Māori organizations call on the Government to Honour the Crown guarantees made to Te Rarawa under Te Tiriti; and comply with its international obligations under such instruments as the United Nations Declaration on the Rights of Indigenous Peoples 2007 (endorsed by the Government in 2010). More particularly, "they seek a more meaningful dialogue with the Crown regarding implementation of its obligations to Māori concerning the protection of our moana and associated taonga.”
They state that "in the petroleum context, Te Rarawa maintains our preexisting responsibilities and rights, affirmed by Te Tiriti, to exercise our customary authority over our lands, territories and associated resources." Impacts they highlight include those to their cultural resources and historical fishing routes, the environmental impact on sealife and the need to leave oil under the soil (and sea) to prevent global warming. (2) The issue can be traced back to 1840 when the British crown entered into a treaty (Te Tiriti O Waitangi) offering sovereignty to Māori people, they have used the english translation and assumed 'governorship', which was a made-up word. No Māori ever would give up sovereignty, least likely chiefs, unless coerced to sign (which indeed happened).

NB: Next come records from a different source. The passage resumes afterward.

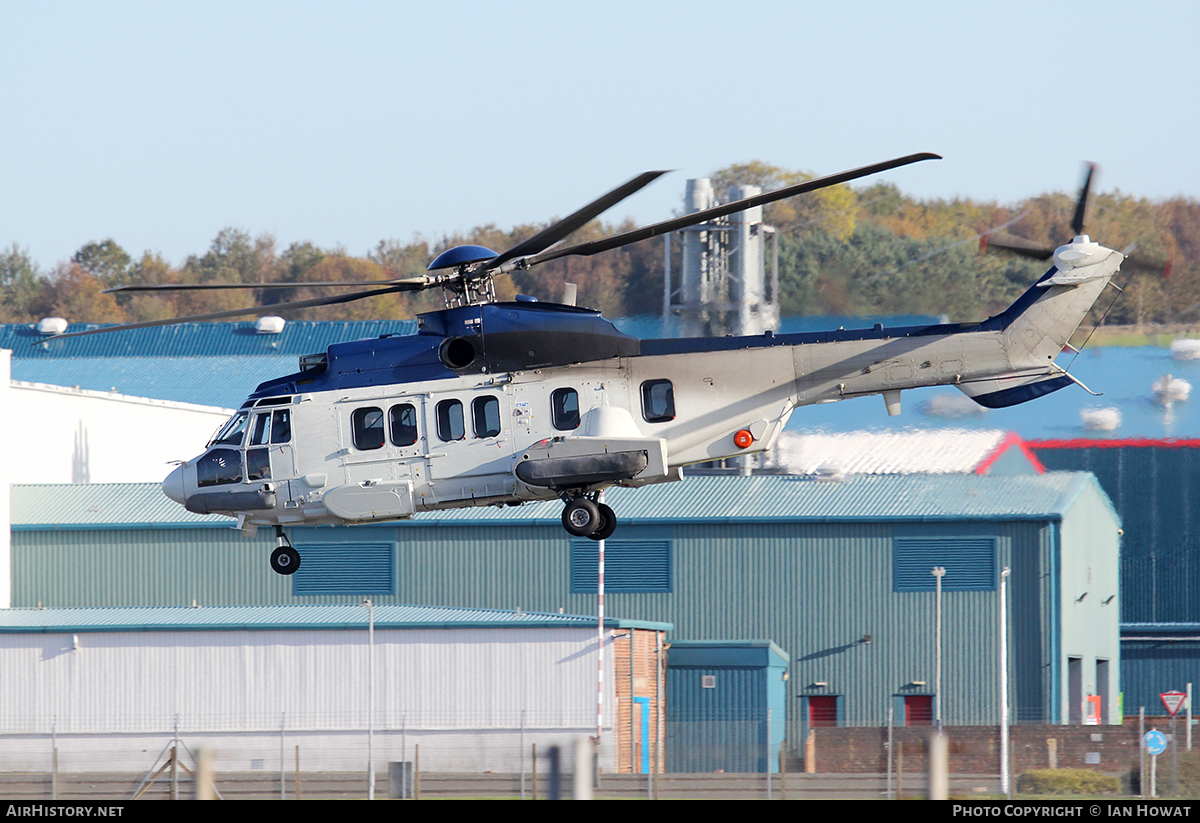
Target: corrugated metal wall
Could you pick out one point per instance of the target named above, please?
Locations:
(1151, 667)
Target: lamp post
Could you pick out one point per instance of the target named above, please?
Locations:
(939, 572)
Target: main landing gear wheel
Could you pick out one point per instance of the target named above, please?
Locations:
(285, 560)
(581, 517)
(607, 523)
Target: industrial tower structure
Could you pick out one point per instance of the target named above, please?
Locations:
(721, 287)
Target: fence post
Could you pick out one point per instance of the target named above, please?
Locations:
(939, 767)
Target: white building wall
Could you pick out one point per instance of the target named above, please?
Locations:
(474, 700)
(58, 434)
(6, 425)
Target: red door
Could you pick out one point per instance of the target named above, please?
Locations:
(823, 710)
(918, 710)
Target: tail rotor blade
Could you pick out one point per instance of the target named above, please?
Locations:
(1077, 222)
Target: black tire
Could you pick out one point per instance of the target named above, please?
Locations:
(285, 560)
(607, 523)
(581, 517)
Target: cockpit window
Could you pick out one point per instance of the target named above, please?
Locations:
(281, 426)
(258, 464)
(261, 432)
(219, 467)
(450, 421)
(564, 409)
(233, 432)
(658, 401)
(485, 413)
(367, 426)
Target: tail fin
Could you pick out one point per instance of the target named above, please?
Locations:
(1038, 324)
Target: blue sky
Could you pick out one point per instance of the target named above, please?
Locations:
(160, 124)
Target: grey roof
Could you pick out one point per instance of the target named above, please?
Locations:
(222, 382)
(268, 618)
(713, 499)
(210, 364)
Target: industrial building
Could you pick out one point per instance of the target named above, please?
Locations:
(835, 574)
(263, 686)
(1155, 485)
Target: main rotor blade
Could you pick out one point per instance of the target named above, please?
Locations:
(1077, 222)
(655, 229)
(412, 283)
(1020, 246)
(235, 312)
(552, 234)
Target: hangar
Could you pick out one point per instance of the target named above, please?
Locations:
(835, 574)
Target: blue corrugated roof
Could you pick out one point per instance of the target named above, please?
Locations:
(223, 382)
(267, 618)
(209, 364)
(192, 340)
(731, 499)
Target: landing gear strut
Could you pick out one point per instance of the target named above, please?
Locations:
(583, 517)
(285, 559)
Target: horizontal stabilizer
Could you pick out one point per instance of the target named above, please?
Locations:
(1002, 391)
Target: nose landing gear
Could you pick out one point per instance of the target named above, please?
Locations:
(285, 559)
(585, 517)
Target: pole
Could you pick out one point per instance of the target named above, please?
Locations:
(370, 608)
(1175, 760)
(1141, 748)
(939, 572)
(599, 636)
(1005, 776)
(891, 746)
(283, 761)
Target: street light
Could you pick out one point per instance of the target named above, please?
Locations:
(939, 572)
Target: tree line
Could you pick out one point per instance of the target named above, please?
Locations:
(843, 251)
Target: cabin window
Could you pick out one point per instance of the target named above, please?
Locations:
(403, 425)
(233, 432)
(367, 427)
(658, 401)
(219, 467)
(281, 426)
(450, 420)
(564, 409)
(258, 463)
(485, 413)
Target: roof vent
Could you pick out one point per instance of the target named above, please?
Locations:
(269, 325)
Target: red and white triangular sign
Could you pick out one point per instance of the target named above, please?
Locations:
(1174, 701)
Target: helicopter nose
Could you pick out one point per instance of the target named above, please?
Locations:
(173, 486)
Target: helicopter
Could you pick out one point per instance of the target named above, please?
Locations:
(507, 402)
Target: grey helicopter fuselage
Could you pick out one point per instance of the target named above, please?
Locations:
(509, 402)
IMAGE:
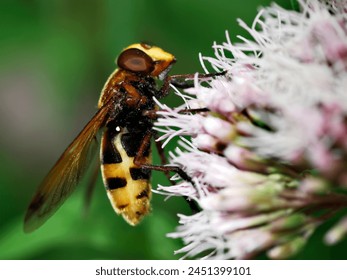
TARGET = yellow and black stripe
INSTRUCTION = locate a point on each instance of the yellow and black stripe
(127, 185)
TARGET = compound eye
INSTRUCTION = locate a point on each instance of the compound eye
(135, 60)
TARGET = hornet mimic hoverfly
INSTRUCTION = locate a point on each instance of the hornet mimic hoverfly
(126, 110)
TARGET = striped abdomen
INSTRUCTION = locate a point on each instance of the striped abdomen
(127, 185)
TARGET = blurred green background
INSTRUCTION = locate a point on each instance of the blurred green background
(54, 59)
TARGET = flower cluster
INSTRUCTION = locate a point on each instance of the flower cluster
(268, 158)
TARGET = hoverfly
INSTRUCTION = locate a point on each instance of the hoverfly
(125, 115)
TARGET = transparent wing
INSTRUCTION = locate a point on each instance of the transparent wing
(65, 175)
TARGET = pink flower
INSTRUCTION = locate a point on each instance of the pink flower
(269, 158)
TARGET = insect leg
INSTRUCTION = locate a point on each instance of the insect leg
(181, 81)
(166, 168)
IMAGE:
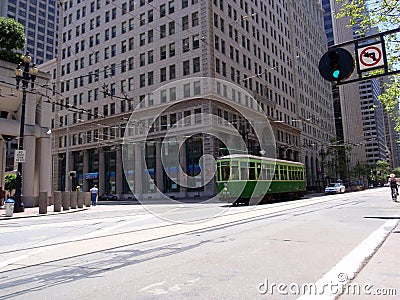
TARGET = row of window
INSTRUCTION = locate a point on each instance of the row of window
(242, 170)
(188, 67)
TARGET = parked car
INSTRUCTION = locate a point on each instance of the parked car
(335, 188)
(107, 197)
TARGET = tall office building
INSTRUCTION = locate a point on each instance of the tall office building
(374, 129)
(117, 56)
(350, 145)
(40, 19)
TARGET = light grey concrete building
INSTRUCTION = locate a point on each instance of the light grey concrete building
(125, 55)
(40, 19)
(36, 171)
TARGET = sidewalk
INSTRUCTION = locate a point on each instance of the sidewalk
(380, 277)
(34, 212)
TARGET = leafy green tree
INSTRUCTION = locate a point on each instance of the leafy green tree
(384, 14)
(12, 37)
(10, 182)
(383, 169)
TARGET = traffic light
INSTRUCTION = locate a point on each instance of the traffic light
(336, 64)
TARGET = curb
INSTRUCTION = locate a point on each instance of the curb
(16, 216)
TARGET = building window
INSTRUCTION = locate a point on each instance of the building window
(186, 68)
(196, 41)
(163, 74)
(172, 72)
(171, 27)
(195, 19)
(171, 49)
(196, 65)
(185, 23)
(142, 80)
(185, 44)
(163, 52)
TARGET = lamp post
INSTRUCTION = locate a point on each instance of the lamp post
(26, 75)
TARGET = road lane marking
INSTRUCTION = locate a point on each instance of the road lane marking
(12, 260)
(81, 246)
(345, 270)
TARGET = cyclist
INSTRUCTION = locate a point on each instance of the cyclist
(393, 185)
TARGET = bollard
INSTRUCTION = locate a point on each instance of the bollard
(43, 203)
(66, 200)
(57, 201)
(80, 199)
(88, 201)
(9, 207)
(74, 200)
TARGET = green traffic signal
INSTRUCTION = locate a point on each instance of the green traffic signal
(336, 64)
(336, 74)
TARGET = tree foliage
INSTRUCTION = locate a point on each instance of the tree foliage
(12, 37)
(384, 14)
(10, 182)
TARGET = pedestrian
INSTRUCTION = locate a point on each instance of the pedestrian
(393, 183)
(94, 192)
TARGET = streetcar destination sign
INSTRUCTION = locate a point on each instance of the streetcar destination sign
(19, 156)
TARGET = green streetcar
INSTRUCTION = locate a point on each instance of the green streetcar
(252, 179)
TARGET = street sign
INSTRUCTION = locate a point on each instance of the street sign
(19, 156)
(370, 57)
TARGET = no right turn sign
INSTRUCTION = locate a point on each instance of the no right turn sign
(370, 57)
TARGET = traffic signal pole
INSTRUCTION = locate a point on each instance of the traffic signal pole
(335, 64)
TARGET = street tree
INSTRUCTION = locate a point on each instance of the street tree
(10, 182)
(384, 14)
(12, 37)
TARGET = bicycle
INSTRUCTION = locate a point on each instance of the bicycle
(394, 194)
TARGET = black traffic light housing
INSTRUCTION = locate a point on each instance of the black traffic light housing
(336, 64)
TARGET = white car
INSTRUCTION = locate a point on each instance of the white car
(335, 188)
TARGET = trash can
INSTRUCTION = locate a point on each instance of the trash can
(9, 207)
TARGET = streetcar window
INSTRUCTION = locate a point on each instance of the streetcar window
(270, 172)
(252, 171)
(235, 173)
(224, 173)
(276, 175)
(262, 174)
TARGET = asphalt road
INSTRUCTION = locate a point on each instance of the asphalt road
(196, 251)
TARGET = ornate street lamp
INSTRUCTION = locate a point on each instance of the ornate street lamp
(26, 75)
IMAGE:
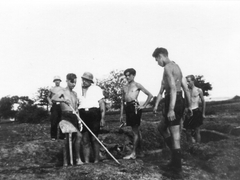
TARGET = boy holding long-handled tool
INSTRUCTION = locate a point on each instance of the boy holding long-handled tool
(92, 112)
(69, 104)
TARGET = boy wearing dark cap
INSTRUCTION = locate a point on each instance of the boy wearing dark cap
(133, 109)
(92, 112)
(69, 101)
(55, 109)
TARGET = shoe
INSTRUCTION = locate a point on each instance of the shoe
(131, 156)
(79, 162)
(141, 155)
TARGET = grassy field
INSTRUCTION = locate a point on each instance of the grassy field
(26, 151)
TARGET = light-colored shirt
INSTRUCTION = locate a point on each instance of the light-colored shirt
(93, 95)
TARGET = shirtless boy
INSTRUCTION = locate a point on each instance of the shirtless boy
(55, 109)
(192, 123)
(169, 128)
(67, 97)
(133, 110)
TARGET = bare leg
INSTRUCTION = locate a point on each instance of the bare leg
(139, 147)
(86, 147)
(77, 148)
(197, 135)
(96, 149)
(135, 143)
(176, 151)
(176, 135)
(65, 151)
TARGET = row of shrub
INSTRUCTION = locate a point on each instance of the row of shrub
(32, 114)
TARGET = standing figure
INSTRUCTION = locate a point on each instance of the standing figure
(169, 127)
(92, 112)
(69, 101)
(133, 110)
(55, 116)
(192, 123)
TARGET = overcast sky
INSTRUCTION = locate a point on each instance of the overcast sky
(40, 39)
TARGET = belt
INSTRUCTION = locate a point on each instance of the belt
(87, 109)
(68, 112)
(57, 103)
(178, 93)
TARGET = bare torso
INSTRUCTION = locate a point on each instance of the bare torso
(174, 69)
(195, 96)
(131, 92)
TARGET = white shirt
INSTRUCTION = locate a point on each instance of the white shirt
(93, 95)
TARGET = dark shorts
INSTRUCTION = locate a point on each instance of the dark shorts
(133, 116)
(70, 117)
(178, 109)
(92, 119)
(193, 121)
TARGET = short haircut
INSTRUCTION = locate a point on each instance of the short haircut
(160, 51)
(130, 70)
(192, 77)
(71, 77)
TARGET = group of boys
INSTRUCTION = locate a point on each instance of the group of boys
(91, 108)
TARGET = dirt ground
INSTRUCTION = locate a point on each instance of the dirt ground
(27, 152)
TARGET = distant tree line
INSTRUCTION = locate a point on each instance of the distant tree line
(35, 110)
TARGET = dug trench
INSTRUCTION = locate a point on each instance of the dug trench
(26, 152)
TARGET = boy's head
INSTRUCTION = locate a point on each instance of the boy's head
(130, 74)
(71, 80)
(190, 81)
(158, 51)
(130, 71)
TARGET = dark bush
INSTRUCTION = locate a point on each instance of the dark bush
(31, 114)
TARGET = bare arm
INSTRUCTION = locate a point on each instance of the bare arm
(144, 90)
(103, 111)
(186, 91)
(159, 97)
(122, 106)
(49, 97)
(203, 102)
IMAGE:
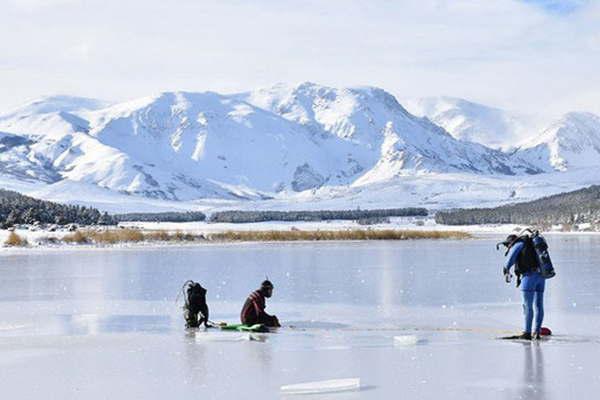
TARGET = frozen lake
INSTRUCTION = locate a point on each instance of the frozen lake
(102, 324)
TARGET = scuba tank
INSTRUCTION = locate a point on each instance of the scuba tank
(195, 309)
(541, 250)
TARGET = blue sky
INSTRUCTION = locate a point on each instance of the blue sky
(558, 6)
(536, 56)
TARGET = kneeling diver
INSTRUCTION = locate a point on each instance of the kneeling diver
(253, 311)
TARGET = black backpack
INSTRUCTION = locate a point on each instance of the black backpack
(527, 261)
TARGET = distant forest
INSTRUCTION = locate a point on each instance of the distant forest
(16, 208)
(321, 215)
(580, 206)
(188, 216)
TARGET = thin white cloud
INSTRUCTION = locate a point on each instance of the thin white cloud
(503, 52)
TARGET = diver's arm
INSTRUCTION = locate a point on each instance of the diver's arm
(513, 254)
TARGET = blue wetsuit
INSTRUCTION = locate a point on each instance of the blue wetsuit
(532, 286)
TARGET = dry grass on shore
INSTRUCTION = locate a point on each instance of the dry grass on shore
(135, 236)
(126, 236)
(354, 234)
(14, 240)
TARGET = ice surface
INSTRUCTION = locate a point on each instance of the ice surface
(330, 386)
(102, 323)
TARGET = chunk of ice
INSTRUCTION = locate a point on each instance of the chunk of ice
(328, 386)
(406, 340)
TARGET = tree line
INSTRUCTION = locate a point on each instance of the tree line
(579, 206)
(187, 216)
(238, 216)
(16, 208)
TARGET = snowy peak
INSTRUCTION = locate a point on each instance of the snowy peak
(573, 141)
(348, 113)
(473, 122)
(270, 142)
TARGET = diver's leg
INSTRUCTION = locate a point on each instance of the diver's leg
(528, 297)
(539, 311)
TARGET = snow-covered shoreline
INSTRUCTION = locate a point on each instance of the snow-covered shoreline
(38, 239)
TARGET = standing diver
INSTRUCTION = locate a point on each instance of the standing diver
(521, 253)
(253, 311)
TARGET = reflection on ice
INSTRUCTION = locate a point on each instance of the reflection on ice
(103, 324)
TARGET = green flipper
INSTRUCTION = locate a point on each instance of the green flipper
(244, 328)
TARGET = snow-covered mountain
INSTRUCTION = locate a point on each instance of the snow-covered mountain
(252, 145)
(571, 142)
(287, 143)
(474, 122)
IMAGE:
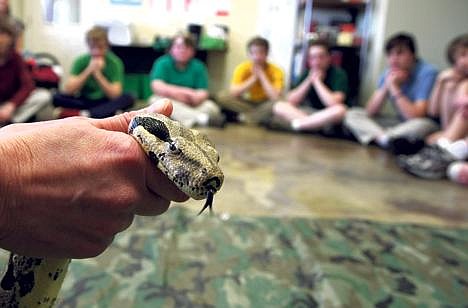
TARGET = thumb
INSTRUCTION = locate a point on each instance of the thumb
(119, 123)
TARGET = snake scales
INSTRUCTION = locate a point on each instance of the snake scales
(185, 156)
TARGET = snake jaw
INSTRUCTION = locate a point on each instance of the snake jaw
(185, 156)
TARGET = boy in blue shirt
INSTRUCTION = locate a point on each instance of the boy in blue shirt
(407, 82)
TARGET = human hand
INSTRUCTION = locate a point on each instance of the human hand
(6, 111)
(68, 186)
(449, 75)
(96, 64)
(395, 78)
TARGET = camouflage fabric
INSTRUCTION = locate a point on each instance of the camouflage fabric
(183, 260)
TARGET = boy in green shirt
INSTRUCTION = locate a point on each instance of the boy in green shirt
(95, 84)
(184, 79)
(319, 98)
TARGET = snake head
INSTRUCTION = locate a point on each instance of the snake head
(185, 156)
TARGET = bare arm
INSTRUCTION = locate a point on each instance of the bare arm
(297, 95)
(407, 108)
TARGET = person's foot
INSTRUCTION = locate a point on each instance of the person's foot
(429, 163)
(405, 146)
(458, 172)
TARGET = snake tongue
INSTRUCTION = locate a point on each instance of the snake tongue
(209, 201)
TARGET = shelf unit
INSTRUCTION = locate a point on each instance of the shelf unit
(321, 19)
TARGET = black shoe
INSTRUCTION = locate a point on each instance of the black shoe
(405, 146)
(429, 163)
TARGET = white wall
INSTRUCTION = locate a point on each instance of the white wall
(276, 23)
(434, 23)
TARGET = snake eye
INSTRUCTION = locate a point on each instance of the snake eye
(172, 147)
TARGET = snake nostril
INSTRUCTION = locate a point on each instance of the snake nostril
(213, 182)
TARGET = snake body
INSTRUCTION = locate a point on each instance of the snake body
(184, 155)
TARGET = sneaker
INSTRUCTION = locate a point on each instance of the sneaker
(405, 146)
(429, 163)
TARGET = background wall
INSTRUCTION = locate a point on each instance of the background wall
(434, 24)
(66, 41)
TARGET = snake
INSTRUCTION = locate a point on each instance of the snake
(186, 156)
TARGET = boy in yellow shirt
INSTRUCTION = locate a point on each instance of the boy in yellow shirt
(256, 84)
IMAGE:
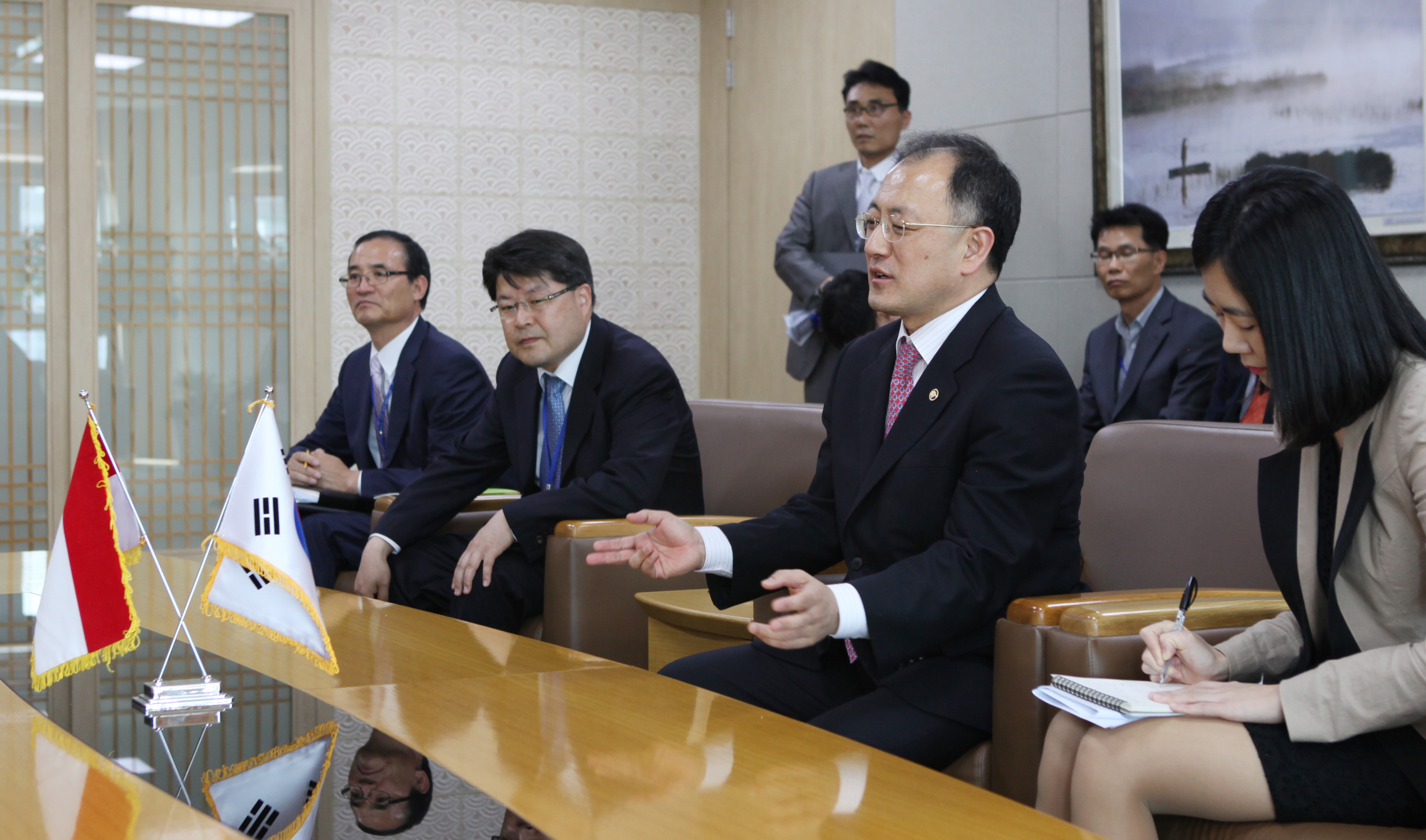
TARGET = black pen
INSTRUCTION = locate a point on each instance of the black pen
(1190, 595)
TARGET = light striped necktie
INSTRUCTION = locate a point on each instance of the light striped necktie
(380, 404)
(554, 431)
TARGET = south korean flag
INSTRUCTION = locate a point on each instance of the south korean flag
(273, 796)
(263, 580)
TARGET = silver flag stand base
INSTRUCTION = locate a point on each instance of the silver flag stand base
(190, 702)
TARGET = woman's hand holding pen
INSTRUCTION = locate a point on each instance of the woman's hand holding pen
(1191, 659)
(1204, 669)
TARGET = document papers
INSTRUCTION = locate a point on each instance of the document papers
(1104, 702)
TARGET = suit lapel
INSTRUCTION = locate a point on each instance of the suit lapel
(400, 411)
(357, 410)
(1153, 337)
(585, 397)
(1104, 351)
(1281, 518)
(920, 411)
(849, 206)
(526, 424)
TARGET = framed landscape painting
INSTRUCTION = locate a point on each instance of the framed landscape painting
(1190, 96)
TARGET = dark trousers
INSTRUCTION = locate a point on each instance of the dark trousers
(421, 578)
(840, 698)
(334, 543)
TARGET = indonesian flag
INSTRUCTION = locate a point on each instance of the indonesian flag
(263, 580)
(86, 611)
(82, 793)
(273, 796)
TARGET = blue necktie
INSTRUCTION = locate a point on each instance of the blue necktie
(554, 431)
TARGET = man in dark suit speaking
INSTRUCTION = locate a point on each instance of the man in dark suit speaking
(588, 417)
(949, 483)
(819, 240)
(400, 401)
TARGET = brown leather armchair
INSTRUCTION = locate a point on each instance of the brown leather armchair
(1161, 501)
(756, 455)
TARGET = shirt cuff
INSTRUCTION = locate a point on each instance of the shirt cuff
(852, 622)
(718, 552)
(396, 548)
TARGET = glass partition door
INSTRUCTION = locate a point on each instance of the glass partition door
(193, 249)
(23, 518)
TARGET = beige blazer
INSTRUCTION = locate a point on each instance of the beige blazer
(1381, 585)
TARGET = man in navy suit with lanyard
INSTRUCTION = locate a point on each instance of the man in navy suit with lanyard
(588, 418)
(949, 483)
(400, 401)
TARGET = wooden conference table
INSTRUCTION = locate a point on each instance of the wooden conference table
(581, 747)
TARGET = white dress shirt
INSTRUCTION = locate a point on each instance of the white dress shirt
(388, 357)
(852, 622)
(1130, 334)
(870, 180)
(567, 371)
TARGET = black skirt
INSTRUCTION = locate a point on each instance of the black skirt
(1354, 781)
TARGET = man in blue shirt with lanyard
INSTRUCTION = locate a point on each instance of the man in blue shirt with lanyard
(400, 401)
(588, 418)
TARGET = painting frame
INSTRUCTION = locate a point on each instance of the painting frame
(1105, 103)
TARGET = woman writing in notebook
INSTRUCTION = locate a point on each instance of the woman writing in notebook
(1318, 714)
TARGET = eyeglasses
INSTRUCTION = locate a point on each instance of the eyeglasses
(893, 227)
(532, 307)
(1124, 253)
(376, 279)
(872, 109)
(378, 801)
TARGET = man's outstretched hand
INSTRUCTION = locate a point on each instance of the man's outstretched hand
(669, 550)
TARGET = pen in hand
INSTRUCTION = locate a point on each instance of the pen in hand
(1190, 595)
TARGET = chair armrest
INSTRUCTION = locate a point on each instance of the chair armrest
(1046, 610)
(1127, 618)
(608, 528)
(477, 505)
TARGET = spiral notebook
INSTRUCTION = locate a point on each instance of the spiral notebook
(1128, 698)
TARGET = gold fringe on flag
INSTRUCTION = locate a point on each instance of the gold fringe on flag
(254, 564)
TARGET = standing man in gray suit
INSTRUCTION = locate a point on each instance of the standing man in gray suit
(821, 240)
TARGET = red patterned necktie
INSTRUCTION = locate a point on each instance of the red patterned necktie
(906, 358)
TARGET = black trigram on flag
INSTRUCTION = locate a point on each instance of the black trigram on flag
(264, 517)
(258, 821)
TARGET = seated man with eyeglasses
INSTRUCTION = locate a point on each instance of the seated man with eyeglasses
(1157, 358)
(588, 418)
(401, 400)
(388, 786)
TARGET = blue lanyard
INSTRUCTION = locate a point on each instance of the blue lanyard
(551, 455)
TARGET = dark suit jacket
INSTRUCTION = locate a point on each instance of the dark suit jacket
(969, 504)
(1170, 377)
(629, 444)
(821, 239)
(438, 394)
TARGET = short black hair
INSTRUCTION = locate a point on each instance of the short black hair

In 2004, after decades of protest against land theft and confiscation (raupatu), the government turned its sights on the foreshore and seabed. A new law was pushed through parliament called the Foreshore & Seabed Act which saw the largest land grab/theft in the history of Aotearoa. The crown assumed ownership of the entire EEZ (the largest in the country). 50,000 people marched against the bill, politicians crossed the floor and denounced their parties, started the new Māori Party, and still the bill passed. It was obvious the crown had plans to sell off and profit from the foreshore and seabed, and Māori and non-Māori are still fighting today for justice, Tino Rangatiratanga (sovereignty), and for the crown to HONOUR THE TREATY.